Chuck Rosenthal resigned as district attorney amid a contempt of court charge and a scandal involving racist, pornographic and political e-mails found on his county computer. Some were sent by Siegler's husband, physician Sam Siegler. Kelly Siegler attempted to distance herself from the e-mails but took heat for her unorthodox, rule-bending courtroom style.
Lykos, who says the office needs a leader who's not connected to the scandals, will face Democrat C.O. Bradford, a former Houston police chief whom Rosenthal once charged with perjury. Bradford was accused of lying under oath about the chastising of a subordinate, but a judge summarily acquitted him after prosecutors laid out their case.
In Austin, two Democrats competed to become the successor to longtime Travis County District Attorney Ronnie Earle, whose office houses a public integrity unit that investigates alleged corruption in state government.
Candidate Rosemary Lehmberg defeated opponent Mindy Montford with 65 percent of the vote to 35 percent. Both are assistants to Earle. Earle's office brought the charges against DeLay, who maintains his innocence and claims the case against him is politically motivated.
"The people in Austin want their district attorney to have Austin values," Lehmberg said after her victory. She's expected to take office next year, becoming the first woman to hold the job, because there is no Republican running.

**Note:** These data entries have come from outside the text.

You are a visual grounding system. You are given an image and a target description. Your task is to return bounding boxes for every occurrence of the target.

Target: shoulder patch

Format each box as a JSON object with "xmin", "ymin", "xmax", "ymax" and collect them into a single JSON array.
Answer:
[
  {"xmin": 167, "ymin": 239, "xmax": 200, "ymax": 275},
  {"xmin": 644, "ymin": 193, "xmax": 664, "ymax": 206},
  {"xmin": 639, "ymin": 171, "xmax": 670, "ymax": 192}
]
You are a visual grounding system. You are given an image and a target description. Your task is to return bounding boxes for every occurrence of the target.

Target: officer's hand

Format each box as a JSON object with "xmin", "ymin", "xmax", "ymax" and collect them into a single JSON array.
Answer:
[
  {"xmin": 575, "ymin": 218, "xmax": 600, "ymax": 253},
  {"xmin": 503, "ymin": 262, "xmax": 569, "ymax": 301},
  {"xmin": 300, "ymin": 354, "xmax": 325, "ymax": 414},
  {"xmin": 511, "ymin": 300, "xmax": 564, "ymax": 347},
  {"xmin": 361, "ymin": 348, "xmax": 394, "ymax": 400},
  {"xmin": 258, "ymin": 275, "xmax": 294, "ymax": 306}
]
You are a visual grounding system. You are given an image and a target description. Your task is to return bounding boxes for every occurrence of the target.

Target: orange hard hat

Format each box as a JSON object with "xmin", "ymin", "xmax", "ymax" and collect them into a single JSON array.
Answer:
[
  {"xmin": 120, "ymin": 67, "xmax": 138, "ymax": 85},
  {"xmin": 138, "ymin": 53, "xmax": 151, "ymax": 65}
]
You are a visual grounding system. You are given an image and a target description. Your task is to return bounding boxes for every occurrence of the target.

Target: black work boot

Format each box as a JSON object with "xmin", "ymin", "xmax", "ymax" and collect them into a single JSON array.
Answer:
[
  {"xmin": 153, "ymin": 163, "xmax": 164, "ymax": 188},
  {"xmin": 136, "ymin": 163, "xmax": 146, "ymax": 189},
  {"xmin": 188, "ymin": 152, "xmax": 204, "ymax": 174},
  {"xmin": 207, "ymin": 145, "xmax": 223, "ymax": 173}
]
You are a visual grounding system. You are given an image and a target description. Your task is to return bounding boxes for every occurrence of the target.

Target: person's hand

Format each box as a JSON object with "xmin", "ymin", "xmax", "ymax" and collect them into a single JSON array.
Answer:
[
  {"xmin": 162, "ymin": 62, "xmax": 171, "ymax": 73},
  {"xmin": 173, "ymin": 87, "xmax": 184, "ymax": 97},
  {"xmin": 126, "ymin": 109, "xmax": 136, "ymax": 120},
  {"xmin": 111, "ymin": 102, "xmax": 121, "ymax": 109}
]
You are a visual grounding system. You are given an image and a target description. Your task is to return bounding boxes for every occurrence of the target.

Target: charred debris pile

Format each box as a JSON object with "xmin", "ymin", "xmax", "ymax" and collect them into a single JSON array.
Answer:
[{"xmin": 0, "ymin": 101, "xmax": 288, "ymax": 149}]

In a Democratic congressional runoff in Dallas, Eric Roberson defeated Steve Love in District 32 to become the nominee to run against incumbent Republican Rep. Pete Sessions.
In California, former legislator Jackie Speier was leading in early returns Tuesday to win a special election for the House seat once held by Rep. Tom Lantos before his death in February.
Speier had about 77 percent of the vote after early absentee ballots and 15 percent of precincts had been counted in San Mateo and San Francisco counties. She would win the seat outright and avoid a runoff election if she gets more than 50 percent of the vote.
Leo Ryan held the seat in 1978, when he was killed while on a fact-finding trip looking into the Jim Jones cult in Guyana. Speier, also on the trip as an aide to Ryan, was seriously wounded before Jones and 912 of his followers died in a mass murder-suicide.
Speier, a 57-year-old Democrat, has since represented much of the area within the 12th Congressional District as a San Mateo County supervisor, assemblywoman and state senator.
Democrat Michelle McMurry, Republicans Greg Conlon and Mike Moloney and Green Party candidate Barry Hermanson also are in the running to finish Lantos' term.
Associated Press writer Samantha Young in Sacramento, Calif., contributed to this report.